Le bond en avant remarquable des produits du terroir

Nette augmentation de la production et commercialisation, selon une étude de l’Agence pour le développement agricole. Promotion, marketing, présence dans les réseaux de distribution : les ingrédients du succès.

Axe majeur du Plan Maroc-Vert, le programme de valorisation et de commercialisation des produits du terroir est en train de donner de solides résultats. Une étude réalisée par l’Agence pour le développement agricole (ADA) sur un échantillon de 100 groupements producteurs représentant 17 filières de production, et ayant bénéficié de projets Pilier II et/ou  des programmes que mène l’Agence pour le développement  de la commercialisation des produits du terroir, a montré que le chiffre d’affaires des groupements représentant cet échantillon est monté de 9,78 MDH en 2008 à 321 millions en 2014. Il a tout simplement été multiplié par 32.

Cette performance est favorisée par la mise en œuvre de plusieurs  actions. D’abord la large campagne de promotion engagée par l’ADA. Celle-ci est principalement axée sur le renforcement de la notoriété de ces produits et la diffusion des spécifications des labels officiels AOP et IGP auprès du consommateur final en vue de dynamiser leurs ventes pendant les périodes de forte consommation.

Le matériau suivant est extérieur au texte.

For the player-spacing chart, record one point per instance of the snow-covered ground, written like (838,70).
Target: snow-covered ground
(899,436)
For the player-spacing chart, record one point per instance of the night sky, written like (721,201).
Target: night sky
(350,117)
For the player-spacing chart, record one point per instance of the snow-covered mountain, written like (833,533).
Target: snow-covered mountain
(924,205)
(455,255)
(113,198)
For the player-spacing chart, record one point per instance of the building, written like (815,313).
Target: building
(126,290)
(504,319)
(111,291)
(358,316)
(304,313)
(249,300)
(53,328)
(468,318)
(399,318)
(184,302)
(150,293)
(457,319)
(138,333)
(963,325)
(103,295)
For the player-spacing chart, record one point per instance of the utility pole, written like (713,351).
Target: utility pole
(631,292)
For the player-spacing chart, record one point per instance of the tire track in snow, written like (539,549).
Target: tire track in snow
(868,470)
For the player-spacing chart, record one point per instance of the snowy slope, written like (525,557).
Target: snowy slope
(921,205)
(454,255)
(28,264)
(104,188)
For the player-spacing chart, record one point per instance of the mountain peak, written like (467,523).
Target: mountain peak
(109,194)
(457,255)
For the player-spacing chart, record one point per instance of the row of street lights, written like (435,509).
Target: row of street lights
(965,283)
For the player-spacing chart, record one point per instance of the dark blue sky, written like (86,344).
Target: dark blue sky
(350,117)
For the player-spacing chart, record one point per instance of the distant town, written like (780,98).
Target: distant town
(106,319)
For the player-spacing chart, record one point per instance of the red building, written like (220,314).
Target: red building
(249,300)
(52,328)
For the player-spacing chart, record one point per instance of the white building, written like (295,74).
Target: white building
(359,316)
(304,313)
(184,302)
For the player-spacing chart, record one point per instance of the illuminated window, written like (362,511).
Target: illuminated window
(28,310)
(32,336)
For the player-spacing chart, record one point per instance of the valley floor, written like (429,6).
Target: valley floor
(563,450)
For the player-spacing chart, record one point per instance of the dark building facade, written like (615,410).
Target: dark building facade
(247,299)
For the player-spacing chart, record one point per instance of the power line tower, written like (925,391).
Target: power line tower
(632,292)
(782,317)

La dernière action menée date du mois de Chaâbane. L’ADA a ainsi promu les produits du terroir et les labels officiels essentiellement dans les magasins de distribution moderne au niveau de 15 villes du Royaume : Rabat, Marrakech, Agadir, Tanger, Casablanca, Fès, Mohammédia, Meknès, Tétouan, Safi, Khouribga… Ces opérations consistaient à organiser des animations et du merchandising sur les lieux de vente. Elles venaient en appui aux campagnes de communication menées à travers la télévision, la radio, la presse écrite et l’affichage.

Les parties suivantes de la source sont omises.